Protein
Protein Benefits
Helps in Weight Loss
One of the key benefits of protein is that it helps you feel full and satiated.[r207] It is claimed that the hunger hormone, ghrelin, is substantially reduced when you consume proteins as compared to carbohydrates and fats. Research also claims that consumption of protein in your diet also helps to increase the levels of peptide YY, which in return makes you feel satiated.[r206]
This effective health benefit of protein is found to be widely utilized in weight loss plans and dietary schedules. A study indicated that increasing protein in the diet helps decrease the calorie intake without any effort.[r205]
Enhances Muscle Strength & Growth
As already mentioned above, protein is an important building block of the muscles in our body. Intake of this nutrient in our diet helps maintain muscle mass and promotes muscle growth. Protein intake has proved to be extremely important and beneficial for people who have vigorous workout routines, such as weight lifting or exercises for muscle gain.[r204] While being beneficial in losing weight, protein intake also helps in decreasing muscle loss; thus, resulting in a balanced body with high resistance.[r203]
Enhances Fat Burning
Our bodies break down the food that we consume in order to provide energy. This process is called the Thermic Effect of Food (TEF). Protein is a high-energy macronutrient that has a significant thermic effect as compared to carbohydrates or fats. Thus, it is linked with higher metabolism. Research suggests that a high-protein diet helps burn more calories per day – equivalent to one hour of exercise – as compared to a low-protein diet.[r199]
Helps in Muscle and Injury Recovery
Proteins are the major components of building our tissues and repairing them. A diet high in protein is linked with speedy recovery after an injury.[r201] This essential nutrient also repairs muscle damage after an intensive workout session in the gym. Deficiency of this important nutrient is found to be the cause of low levels of collagen and dehiscence. Therefore, along with other important components, such as Vitamin C, glucose, and fatty acids, protein intake is essential for a speedy recovery.

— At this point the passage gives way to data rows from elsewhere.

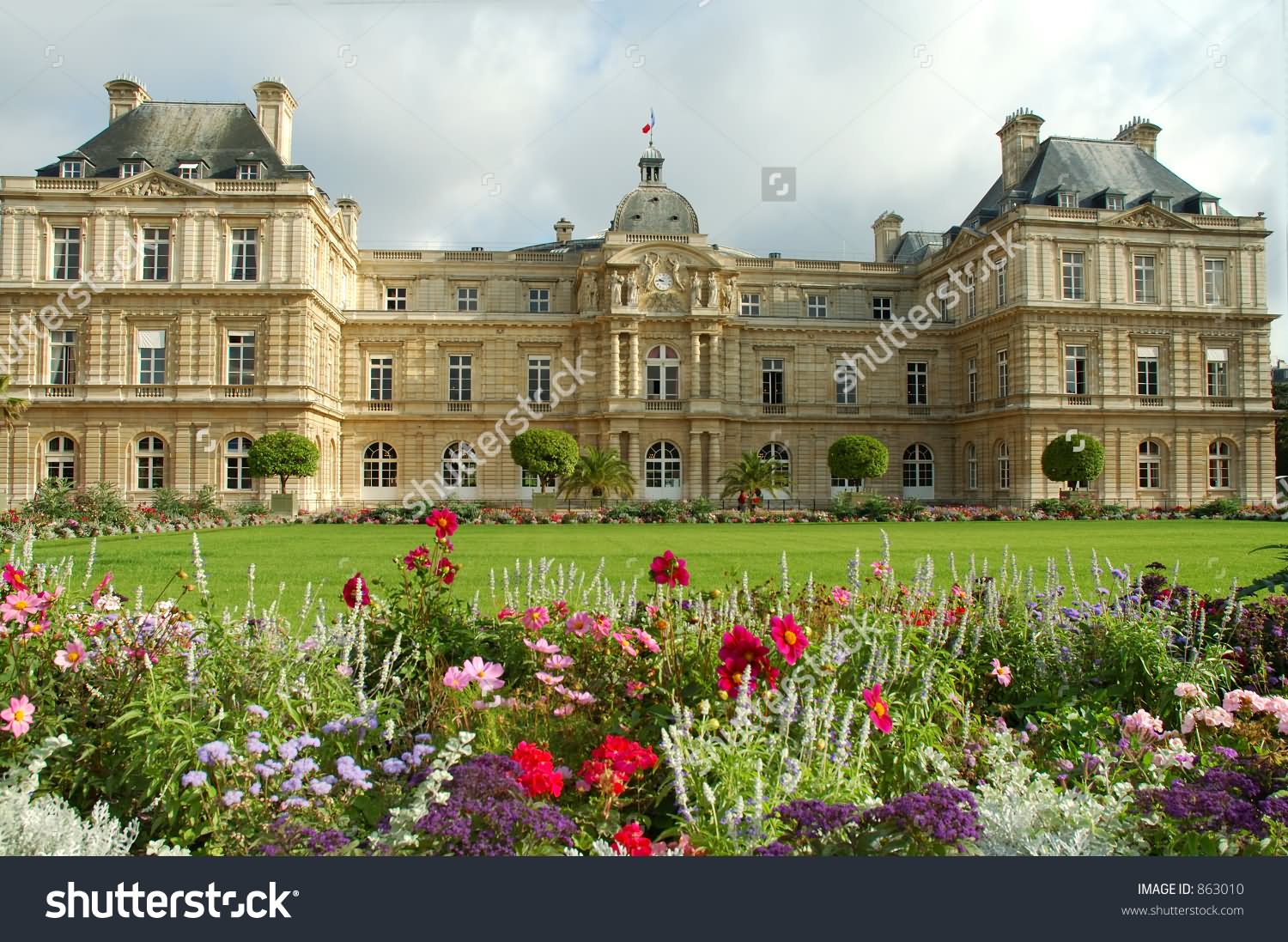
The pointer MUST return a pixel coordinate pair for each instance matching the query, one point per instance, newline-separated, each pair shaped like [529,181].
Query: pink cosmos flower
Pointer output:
[487,674]
[456,679]
[535,619]
[17,718]
[1001,673]
[72,656]
[788,637]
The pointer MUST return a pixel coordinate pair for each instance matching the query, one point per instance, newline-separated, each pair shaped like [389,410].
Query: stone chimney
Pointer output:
[1143,133]
[1019,143]
[349,214]
[275,110]
[886,231]
[124,94]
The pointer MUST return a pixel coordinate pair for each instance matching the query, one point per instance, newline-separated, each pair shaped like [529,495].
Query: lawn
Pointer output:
[1211,553]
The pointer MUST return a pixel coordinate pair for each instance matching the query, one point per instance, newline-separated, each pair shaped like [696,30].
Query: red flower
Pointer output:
[355,592]
[631,841]
[669,570]
[878,710]
[791,641]
[538,772]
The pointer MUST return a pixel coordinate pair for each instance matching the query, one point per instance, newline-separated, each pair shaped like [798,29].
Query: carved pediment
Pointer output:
[152,183]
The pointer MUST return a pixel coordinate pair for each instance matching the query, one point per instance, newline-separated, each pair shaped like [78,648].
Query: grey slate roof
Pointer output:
[164,131]
[1089,167]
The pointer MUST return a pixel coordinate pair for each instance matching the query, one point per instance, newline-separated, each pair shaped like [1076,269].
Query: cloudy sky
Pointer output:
[460,123]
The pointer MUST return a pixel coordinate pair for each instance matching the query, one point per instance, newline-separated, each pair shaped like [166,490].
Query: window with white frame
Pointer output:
[1218,371]
[62,357]
[244,260]
[67,252]
[1071,276]
[1144,290]
[237,464]
[1213,281]
[241,357]
[61,459]
[1149,465]
[151,345]
[149,463]
[380,375]
[460,376]
[155,263]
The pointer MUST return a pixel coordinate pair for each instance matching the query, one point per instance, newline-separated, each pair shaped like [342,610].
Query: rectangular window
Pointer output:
[62,357]
[241,358]
[538,379]
[772,381]
[66,252]
[919,383]
[151,344]
[460,378]
[380,371]
[1146,371]
[1218,371]
[1076,370]
[245,255]
[1143,280]
[847,376]
[1213,281]
[1071,275]
[156,254]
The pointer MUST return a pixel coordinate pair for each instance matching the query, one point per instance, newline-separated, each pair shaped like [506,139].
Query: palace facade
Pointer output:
[177,286]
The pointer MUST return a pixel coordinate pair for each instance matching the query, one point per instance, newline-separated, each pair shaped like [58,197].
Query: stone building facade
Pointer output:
[177,286]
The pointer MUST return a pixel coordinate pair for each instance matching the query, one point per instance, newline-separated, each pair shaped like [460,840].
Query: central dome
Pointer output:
[652,206]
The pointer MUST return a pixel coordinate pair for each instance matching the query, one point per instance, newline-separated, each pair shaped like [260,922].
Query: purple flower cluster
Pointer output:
[487,813]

Helpful in Keeping you Fit in Old Age
Sarcopenia is the progressive loss of skeletal muscle mass and strength. It is strictly correlated with physical disability, poor quality of life and death. This condition renders senior citizens extremely vulnerable to bone fractures. A diet high in protein has proved to be beneficial in this regard. It is found to reduce these age-related muscle deterioration conditions and combat sarcopenia.[r200]
Daily Intake For Protein
Healthy Foods High In Protein
- All food nutrient profiles are based on a weight of 100 grams.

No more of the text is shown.